The Hu – « Монгол билээ » (Sandra)
De temps à autre, il y a un ovni à l’affiche d’un festival… The Hu (à prononcer « The Hou ») avaient fait parler d’eux lors de la sortie du morceau ‘Yuve Yuve Yu’, faisant découvrir au monde leur style, le ‘Hunnu rock’, du heavy metal avec des instruments traditionnels mongols. C’est aujourd’hui au tour du public d’Interlaken de vibrer. Car ce n’est pas que la disto qui vibre avec eux, le chant traditionnel mongol diphonique étant si guttural qu’il n’a rien à envier aux autres groupes de metal ! Une touche d’originalité qui fait du bien à cette programmation et nous fait voyager au niveau des sonorités mais pas que ! Le chant Khöömij étant avant tout utilisé dans les cérémonies chamaniques, c’est aussi dans un voyage d’un autre genre que nous emmènent The Hu. Ces instruments peu habituels dans le metal ajoutent certes une curiosité à leur live, mais je ne peux m’empêcher de penser que si l’on enlevait tous les instruments, leur performance n’en perdrait que peu de puissance tant elle passe par leurs voix et leur prestance sur scène. On avouera que forcément, quand on est 8 sur scène, ça aide, mais on a vu des groupes de 8 membres louper leur live, donc non, ça ne fait pas tout !
Papa Roach – « We’re not nameless, we’re not faceless, we were born for greatness » (Pauline)
Comme toujours, les shows de Papa Roach sont survoltés. Pyrotechnie, jeux de lumière au soleil couchant, tubes intemporels, … Le cocktail est explosif ! Le tout couplé à l’énergie du frontman Jacoby Shaddix, impossible de rester de marbre. Le showman parcourt la foule sur une civière, jette des bonbons dans le public, saute sur les crash barrières et court un semi- marathon lors de leur set d’une heure et demie. Les tubes s’enchaînent, des old school comme « Getting Away With Murder » ou « Between Angels and Insects » aux plus récents tels que « Help » ou « No Apologies ». L’occasion de saluer la richissime discographie de Papa Roach, qui a su sans cesse se réinventer au cours de 30 ans de carrière. Et comme si leurs tubes originaux ne suffisaient pas, ils nous gratifient de luxueux covers. Ainsi pouvons-nous entendre le début de « Loose Yourself » d’Eminem en intro de « Broken Home », l’instrumentale de « Lullaby » de The Cure et « Firestarter » de Prodigy. Puis l’ambiance change avant « Scars », Shaddix annonçant le décès la veille de l’un des plus fervents fans de Papa Roach, le grand-père de Jerry Horton, guitariste du groupe. Les briquets et lumières de téléphone s’allument pour marquer ce moment. Le concert s’achève sur les notes de « Last Resort », incontournable titre de Papa Roach.

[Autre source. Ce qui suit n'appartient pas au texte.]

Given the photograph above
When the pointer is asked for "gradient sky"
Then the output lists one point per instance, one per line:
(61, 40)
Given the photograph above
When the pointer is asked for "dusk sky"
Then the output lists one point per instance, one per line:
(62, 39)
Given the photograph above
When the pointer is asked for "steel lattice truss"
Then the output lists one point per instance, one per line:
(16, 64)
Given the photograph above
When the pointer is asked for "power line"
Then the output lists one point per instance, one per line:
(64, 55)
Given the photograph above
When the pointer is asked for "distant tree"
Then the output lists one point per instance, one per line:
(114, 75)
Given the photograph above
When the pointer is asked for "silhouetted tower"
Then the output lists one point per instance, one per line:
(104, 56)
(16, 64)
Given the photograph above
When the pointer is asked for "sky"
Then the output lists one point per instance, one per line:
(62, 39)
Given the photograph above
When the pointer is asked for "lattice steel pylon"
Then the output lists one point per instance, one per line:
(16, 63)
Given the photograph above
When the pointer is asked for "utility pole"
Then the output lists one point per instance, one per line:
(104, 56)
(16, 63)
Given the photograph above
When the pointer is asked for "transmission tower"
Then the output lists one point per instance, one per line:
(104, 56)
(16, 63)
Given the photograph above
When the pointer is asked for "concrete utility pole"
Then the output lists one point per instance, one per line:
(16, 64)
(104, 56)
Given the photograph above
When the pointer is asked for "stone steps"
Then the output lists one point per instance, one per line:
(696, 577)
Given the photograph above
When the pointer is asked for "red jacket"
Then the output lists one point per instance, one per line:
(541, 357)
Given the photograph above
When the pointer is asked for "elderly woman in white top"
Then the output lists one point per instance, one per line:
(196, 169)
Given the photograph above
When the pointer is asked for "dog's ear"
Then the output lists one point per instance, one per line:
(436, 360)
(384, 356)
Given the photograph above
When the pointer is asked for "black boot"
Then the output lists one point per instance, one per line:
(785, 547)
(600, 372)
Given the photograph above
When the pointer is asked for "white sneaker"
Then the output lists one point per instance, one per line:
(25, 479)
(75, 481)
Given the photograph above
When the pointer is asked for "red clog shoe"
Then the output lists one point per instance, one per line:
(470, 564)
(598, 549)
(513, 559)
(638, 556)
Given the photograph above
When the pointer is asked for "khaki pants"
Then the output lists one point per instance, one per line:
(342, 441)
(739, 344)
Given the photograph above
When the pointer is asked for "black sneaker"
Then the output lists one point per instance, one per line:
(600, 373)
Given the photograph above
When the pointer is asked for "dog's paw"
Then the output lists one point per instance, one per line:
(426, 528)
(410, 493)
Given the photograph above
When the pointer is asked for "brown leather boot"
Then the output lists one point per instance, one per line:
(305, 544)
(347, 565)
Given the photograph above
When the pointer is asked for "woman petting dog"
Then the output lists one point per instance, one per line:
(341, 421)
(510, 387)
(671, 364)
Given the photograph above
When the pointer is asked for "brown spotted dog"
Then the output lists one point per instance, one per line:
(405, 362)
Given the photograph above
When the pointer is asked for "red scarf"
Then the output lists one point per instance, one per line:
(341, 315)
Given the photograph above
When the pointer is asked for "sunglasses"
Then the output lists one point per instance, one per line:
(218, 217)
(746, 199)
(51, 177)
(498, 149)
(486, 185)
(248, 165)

Die Ärzte – « Immer mitten in die Fresse rein » (Sandra)
Aller voir Die Ärzte au Greenfield, c’est y aller autant pour le groupe que pour le public. C’est que s’ils ne sont pas si populaires dans nos contrées romandes en raison de la fameuse barrière des langues, ils sont une véritable institution en Suisse Allemande ! Le groupe berlinois de Farin Urlaub et Bela B, habitué du Greenfield et des setlists à rallonges, nous balance tube sur tube : Schrei nach liebe, Deine Schuld… Ceux qui sont surnommés « Die beste Band der Welt » ont clos cette première journée en beauté. En les voyant sur scène, je ne peux m’empêcher de me dire que c’est le groupe qu’il aurait fallu me faire écouter à l’école pour me donner envie d’apprendre mon voc d’allemand !
Entre 2 scènes (Pauline)
La foule intense réunie devant l’Eiger Stage pour le concert de While She Sleeps nous a permis d’assister au concert à une certaine distance de la scène. Tout était réuni pour un show d’exception, dont une setlist renversante avec entre autres le puissant « Sleep Society », une guitare phosphorescente et une présence scénique surpuissante.
Funny anecdote : La traduction française du carton permettant l’accès au parking VIP, une autre victime de la barrière des langues en Suisse.